Multiply the matrix by the given eigenvector to get $\displaystyle \begin{bmatrix} \cos x& -\sin x& 0 \\ \sin x& \cos x& 0 \\ 0 & 0 & 1 \end{bmatrix} \begin{bmatrix}1\\i\\0\end{bmatrix}= \begin{bmatrix}\cos x-i\sin x\\ \sin x + i\cos x \\0\end{bmatrix}= \begin{bmatrix}e^{-ix}\\ ie^{-ix} \\0\end{bmatrix} = e^{-ix}\begin{bmatrix}1\\i\\0\end{bmatrix}$.

Now you should be able to see what the eigenvalue is.
• Nov 10th 2008, 11:16 AM
farso
Hi

Thanks for the fast reply. I understand the first part of your reply, but i really dont understand how to get an eigenvalue from this.

Sorry for appearing to not know a thing here really, I am really keen to understand all this though as its essential for my engineering degree.

Thanks
• Nov 10th 2008, 12:52 PM
Opalg
Quote:

Originally Posted by farso
I really don't understand how to get an eigenvalue from this.

The definition of an eigenvalue of a matrix A is that it is a number $\displaystyle \lambda$ such that for some nonzero vector v, the equation $\displaystyle Av = \lambda v$ holds.

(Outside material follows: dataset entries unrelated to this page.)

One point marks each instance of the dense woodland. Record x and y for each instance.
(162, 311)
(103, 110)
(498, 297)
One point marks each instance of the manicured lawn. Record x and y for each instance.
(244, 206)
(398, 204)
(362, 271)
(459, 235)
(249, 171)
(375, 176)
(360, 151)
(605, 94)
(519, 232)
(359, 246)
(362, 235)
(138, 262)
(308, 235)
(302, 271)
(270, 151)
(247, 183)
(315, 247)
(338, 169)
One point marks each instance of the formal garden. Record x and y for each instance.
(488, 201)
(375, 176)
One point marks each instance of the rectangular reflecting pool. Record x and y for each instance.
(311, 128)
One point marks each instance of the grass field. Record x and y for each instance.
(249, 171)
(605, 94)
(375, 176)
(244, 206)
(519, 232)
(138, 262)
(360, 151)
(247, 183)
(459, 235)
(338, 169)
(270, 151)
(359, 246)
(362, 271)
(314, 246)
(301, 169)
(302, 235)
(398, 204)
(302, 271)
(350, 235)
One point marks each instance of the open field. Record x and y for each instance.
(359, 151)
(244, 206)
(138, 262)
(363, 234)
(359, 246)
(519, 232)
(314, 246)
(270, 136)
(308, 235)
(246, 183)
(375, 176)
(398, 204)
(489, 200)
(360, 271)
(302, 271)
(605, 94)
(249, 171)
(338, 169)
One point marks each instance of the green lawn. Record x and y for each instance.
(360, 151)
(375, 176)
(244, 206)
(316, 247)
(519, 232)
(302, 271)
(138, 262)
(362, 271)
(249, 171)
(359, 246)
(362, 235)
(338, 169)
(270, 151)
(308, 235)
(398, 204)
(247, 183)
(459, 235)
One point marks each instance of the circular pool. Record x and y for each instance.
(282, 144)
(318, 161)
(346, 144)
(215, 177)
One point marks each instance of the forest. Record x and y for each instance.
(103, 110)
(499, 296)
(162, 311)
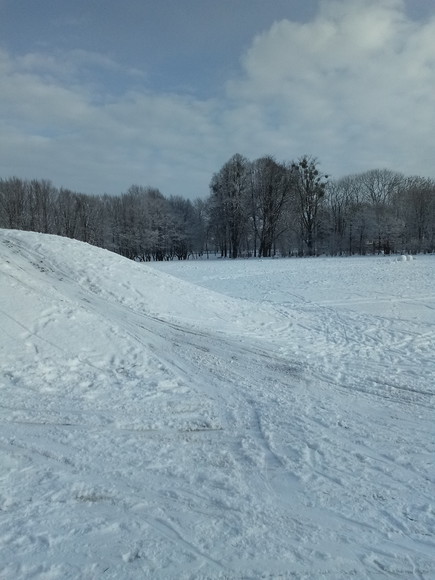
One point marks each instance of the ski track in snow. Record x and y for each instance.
(214, 419)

In this problem, if we call the matrix A, and v is the vector $\displaystyle \mathbf{v}=\begin{bmatrix}1\\i\\0\end{bmatrix}$, then the calculation in my previous comment shows that $\displaystyle A\mathbf{v} = e^{-ix}\mathbf{v}$. That shows that v is an eigenvector for the eigenvalue $\displaystyle \lambda = e^{ix}$.
• Nov 13th 2008, 01:57 AM
farso
Thanks very much, it tok me a fair bit of work to get my head around $\displaystyle iSinx + Cos x$ in exponential form, but finally got it.
Perhaps you can help me with another part of the same question?

If the first matrix i said was $\displaystyle Rz$
and
$\displaystyle Ry = \left[ \begin{array}{cccc} cos(x) & 0 & sin x \\ 0 & 1 & 0 \\ -sin x & 0 & cos x \end{array} \right]$
which are both used to represent movment of a robot arm starting at.
$\displaystyle \left[ \begin{array}{cccc} 1 \\ 0 \\ 0 \end{array} \right]$
and its movment is applied pi/2 to z axis followed by the y axis
show that it ends in position
$\displaystyle \left[ \begin{array}{cccc} 0 \\ 1 \\ 0 \end{array} \right]$

• Nov 16th 2008, 07:01 AM
geo3
Quote:

Originally Posted by Opalg

Multiply the matrix by the given eigenvector to get $\displaystyle \begin{bmatrix} \cos x& -\sin x& 0 \\ \sin x& \cos x& 0 \\ 0 & 0 & 1 \end{bmatrix} \begin{bmatrix}1\\i\\0\end{bmatrix}= \begin{bmatrix}\cos x-i\sin x\\ \sin x + i\cos x \\0\end{bmatrix}= \begin{bmatrix}e^{-ix}\\ ie^{-ix} \\0\end{bmatrix} = e^{-ix}\begin{bmatrix}1\\i\\0\end{bmatrix}$.

doesn't sinx + icosx = ie^ix ???
• Nov 16th 2008, 07:06 AM
Opalg
Quote:

Originally Posted by geo3
doesn't sinx + icosx = ie^ix ???

No, $\displaystyle ie^{ix} = i(\cos x+i\sin x) = i\cos x - \sin x$.